Love, a former University of North Carolina player whose two wins in the tournament came across town at Forest Oaks Country Club, played a practice round with Woods on Tuesday. Several times this week, Woods has referred to pointers Love gave him, notably
Love reeled off three straight birdies early in his round before closing with 10 straight pars.
“It will look boring on the card … but I made some nice putts for par, and some good up and downs, and kept the round together,” Love said.
Hoge, who was born about 70 miles away in Statesville but grew up in North Dakota, shared the first-round lead with William McGirt and two-time heart transplant recipient Erik Compton.
Hoge, who had two top-10 finishes in the past month, followed his opening-round 62 with another low number with birdies on three of his final five holes.
“Obviously, a new position for me,” Hoge said.
Snedeker – who won the Wyndham in 2007, its last year at Forest Oaks – shot just the fifth 61 in the history of the event and the first since Tim Herron three years ago.
He finished his round with back-to-back birdies on the eighth and ninth holes, closing by sinking a 50-foot putt.

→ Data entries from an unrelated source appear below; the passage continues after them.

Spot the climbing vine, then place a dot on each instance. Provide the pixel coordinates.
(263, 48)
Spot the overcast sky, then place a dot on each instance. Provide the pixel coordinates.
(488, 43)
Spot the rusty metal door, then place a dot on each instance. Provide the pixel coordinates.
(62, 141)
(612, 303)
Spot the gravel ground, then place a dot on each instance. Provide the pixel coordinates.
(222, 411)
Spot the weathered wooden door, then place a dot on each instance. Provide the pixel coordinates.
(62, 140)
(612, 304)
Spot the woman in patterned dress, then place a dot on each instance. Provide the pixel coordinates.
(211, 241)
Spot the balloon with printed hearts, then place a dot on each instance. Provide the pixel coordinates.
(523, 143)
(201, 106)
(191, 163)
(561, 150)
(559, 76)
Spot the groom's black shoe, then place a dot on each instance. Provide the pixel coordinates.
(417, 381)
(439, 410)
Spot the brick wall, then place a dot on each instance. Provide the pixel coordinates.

“I was trying to shoot 7 under in my mind, get back in the mix, and to shoot 9 (under) was definitely something I wasn’t expecting on the range this morning, but great to get it,” Snedeker said.
For some players, the priority was to earn enough points to qualify for the playoffs or keep their tour card for next year.
Luke Donald, at No. 124 on the points list, made the cut of 3 under. So did No. 129 Camilo Villegas – the defending champion – and No. 125 Charl Schwartzel.
For others, their bubbles burst: No. 131 Billy Hurley III, who came to Greensboro the day after his father’s funeral in an attempt to secure his card, shot a 70 and missed the cut.